Laut europäischer Polizeibehörde Europol sind zwischen 2008 und 2011 zahlreiche Fußballspiele in Europa manipuliert worden, darunter auch eine Champions-League-Partie. Inzwischen ist darüber eine Diskussion entbrannt, wie es dazu kommen konnte - wie Betrug von solchen Ausmaßen in Zukunft verhindert werden kann.

Nach der Aufdeckung des womöglich größten Fußball-Wettskandals gibt es in Deutschland die erste Forderungen nach Konsequenzen: So nimmt der CDU-Abgeordnete Wolfgang Bosbach, Vorsitzender des Innenausschusses des Bundestages, die Strafverfolgungsbehörden und die Verbände in die Pflicht. Die Grünen im Bundestag machen Fifa-Chef Sepp Blatter mitverantwortlich - und fordern indirekt den Rücktritt des Weltverbands-Präsidenten. Die privaten Sportwettenanbieter dagegen fürchten künftig eine weitere Verschärfung des Manipulations-Problems.

Karl-Heinz Rummenigge fordert nach den alarmierenden Untersuchungsergebnissen der Polizeibehörde Europol eine "lückenlose" Aufklärung. Der Vorstandsvorsitzende des FC Bayern plädiert zugleich für eine "harte Bestrafung" überführter Betrüger. "Es geht um die Glaubwürdigkeit des Fußballs", sagte Rummenigge am Dienstag.

Das Thema schlage auch bei der aktuellen Vollversammlung der Europäischen Club-Vereinigung (ECA) in Katar "hohe Wellen", berichtete der ECA-Vorsitzende, der betonte: "Wenn die Leute ins Stadion gehen, müssen sie wissen, dass dort alles sauber und seriös vor sich geht."

Bosbach forderte in der Neuen Osnabrücker Zeitung von den Behörden nach Abschluss der Ermittlungen die Offenlegung der betroffenen Klubs und der verdächtigen Spiele. Ansonsten würden laut Bosbach "Spekulationen Tor und Tür geöffnet" sowie eine "große Zahl von Vereinen, Spielern und Schiedsrichtern unter Generalverdacht gestellt".

"Blatter ist selbst ein Teil des Problems"

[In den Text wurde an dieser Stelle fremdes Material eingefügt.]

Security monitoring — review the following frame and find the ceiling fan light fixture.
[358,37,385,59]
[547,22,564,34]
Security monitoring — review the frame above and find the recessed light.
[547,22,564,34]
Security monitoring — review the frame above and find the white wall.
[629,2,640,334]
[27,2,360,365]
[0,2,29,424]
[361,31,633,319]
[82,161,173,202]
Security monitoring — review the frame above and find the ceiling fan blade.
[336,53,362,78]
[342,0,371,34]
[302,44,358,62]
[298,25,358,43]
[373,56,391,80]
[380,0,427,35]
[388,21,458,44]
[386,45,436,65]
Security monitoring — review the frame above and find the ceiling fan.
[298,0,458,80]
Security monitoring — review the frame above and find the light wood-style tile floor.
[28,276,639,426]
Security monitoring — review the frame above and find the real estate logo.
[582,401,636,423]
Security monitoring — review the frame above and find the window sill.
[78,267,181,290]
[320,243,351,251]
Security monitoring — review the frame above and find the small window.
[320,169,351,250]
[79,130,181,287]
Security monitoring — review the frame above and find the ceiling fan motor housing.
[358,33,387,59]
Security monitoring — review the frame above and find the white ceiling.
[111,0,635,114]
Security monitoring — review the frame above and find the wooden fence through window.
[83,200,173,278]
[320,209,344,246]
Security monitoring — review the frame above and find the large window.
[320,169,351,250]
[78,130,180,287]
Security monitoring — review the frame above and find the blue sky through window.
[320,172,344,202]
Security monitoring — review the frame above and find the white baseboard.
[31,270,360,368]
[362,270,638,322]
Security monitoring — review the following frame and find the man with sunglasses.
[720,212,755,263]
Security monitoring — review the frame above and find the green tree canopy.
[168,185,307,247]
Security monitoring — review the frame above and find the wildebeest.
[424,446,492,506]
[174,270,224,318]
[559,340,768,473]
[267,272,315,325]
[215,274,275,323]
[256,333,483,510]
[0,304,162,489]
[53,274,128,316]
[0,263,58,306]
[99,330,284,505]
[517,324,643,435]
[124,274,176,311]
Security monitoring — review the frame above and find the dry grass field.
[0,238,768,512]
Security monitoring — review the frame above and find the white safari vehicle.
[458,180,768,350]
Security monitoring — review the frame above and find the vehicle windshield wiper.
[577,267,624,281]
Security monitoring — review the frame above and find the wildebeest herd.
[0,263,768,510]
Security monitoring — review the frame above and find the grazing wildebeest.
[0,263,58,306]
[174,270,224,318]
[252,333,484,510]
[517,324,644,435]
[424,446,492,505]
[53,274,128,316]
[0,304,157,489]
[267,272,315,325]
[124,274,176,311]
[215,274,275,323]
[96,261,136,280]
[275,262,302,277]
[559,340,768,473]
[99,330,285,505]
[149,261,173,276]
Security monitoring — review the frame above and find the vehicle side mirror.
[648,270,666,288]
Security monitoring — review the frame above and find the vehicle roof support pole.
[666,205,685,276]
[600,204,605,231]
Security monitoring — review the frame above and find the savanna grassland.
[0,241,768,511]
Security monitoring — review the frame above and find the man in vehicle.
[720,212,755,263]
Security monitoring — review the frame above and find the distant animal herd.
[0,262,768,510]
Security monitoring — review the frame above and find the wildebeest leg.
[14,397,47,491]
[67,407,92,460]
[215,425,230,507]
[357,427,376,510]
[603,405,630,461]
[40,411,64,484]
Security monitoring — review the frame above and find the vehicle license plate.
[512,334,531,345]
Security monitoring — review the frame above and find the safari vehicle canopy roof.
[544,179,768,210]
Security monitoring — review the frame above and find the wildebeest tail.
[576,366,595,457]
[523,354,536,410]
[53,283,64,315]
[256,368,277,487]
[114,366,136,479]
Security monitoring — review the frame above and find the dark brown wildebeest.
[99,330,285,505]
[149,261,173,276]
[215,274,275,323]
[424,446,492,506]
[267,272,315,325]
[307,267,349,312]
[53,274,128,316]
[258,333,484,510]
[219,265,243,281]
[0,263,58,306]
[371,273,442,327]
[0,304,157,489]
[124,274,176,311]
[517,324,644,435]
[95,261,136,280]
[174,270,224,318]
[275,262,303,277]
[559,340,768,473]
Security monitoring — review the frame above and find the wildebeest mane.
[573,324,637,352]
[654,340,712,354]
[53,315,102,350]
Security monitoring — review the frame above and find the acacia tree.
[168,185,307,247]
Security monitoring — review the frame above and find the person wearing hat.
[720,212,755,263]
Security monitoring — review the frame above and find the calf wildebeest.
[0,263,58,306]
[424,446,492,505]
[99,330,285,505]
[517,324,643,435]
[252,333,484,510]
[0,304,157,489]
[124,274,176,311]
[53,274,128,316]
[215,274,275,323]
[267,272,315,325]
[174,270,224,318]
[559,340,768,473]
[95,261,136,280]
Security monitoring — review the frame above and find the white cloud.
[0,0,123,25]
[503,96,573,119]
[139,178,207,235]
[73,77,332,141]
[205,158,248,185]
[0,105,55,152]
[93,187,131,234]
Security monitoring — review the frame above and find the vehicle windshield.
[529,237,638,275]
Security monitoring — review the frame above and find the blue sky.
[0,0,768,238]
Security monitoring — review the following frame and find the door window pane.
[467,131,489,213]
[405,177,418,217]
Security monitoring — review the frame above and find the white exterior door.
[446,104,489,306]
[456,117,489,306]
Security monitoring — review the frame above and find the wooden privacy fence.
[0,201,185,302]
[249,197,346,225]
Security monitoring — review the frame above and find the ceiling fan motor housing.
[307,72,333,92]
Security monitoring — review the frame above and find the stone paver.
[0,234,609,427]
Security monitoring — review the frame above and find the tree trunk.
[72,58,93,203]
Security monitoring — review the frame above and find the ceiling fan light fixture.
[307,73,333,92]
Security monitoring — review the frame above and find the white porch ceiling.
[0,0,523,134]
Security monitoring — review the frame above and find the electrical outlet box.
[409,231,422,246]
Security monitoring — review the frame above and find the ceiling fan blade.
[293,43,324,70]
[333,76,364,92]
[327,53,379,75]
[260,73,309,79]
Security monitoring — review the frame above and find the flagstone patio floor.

Zudem müssen nach Ansicht Bosbachs die Verbände ihre Werkzeuge gegen Manipulationen auf den Prüfstand stellen. "Wir müssen dringend überprüfen, ob die von den Verbänden bisher installierten nationalen und internationalen Frühwarnsysteme tatsächlich effektiv sind", sagte der 60-Jährige.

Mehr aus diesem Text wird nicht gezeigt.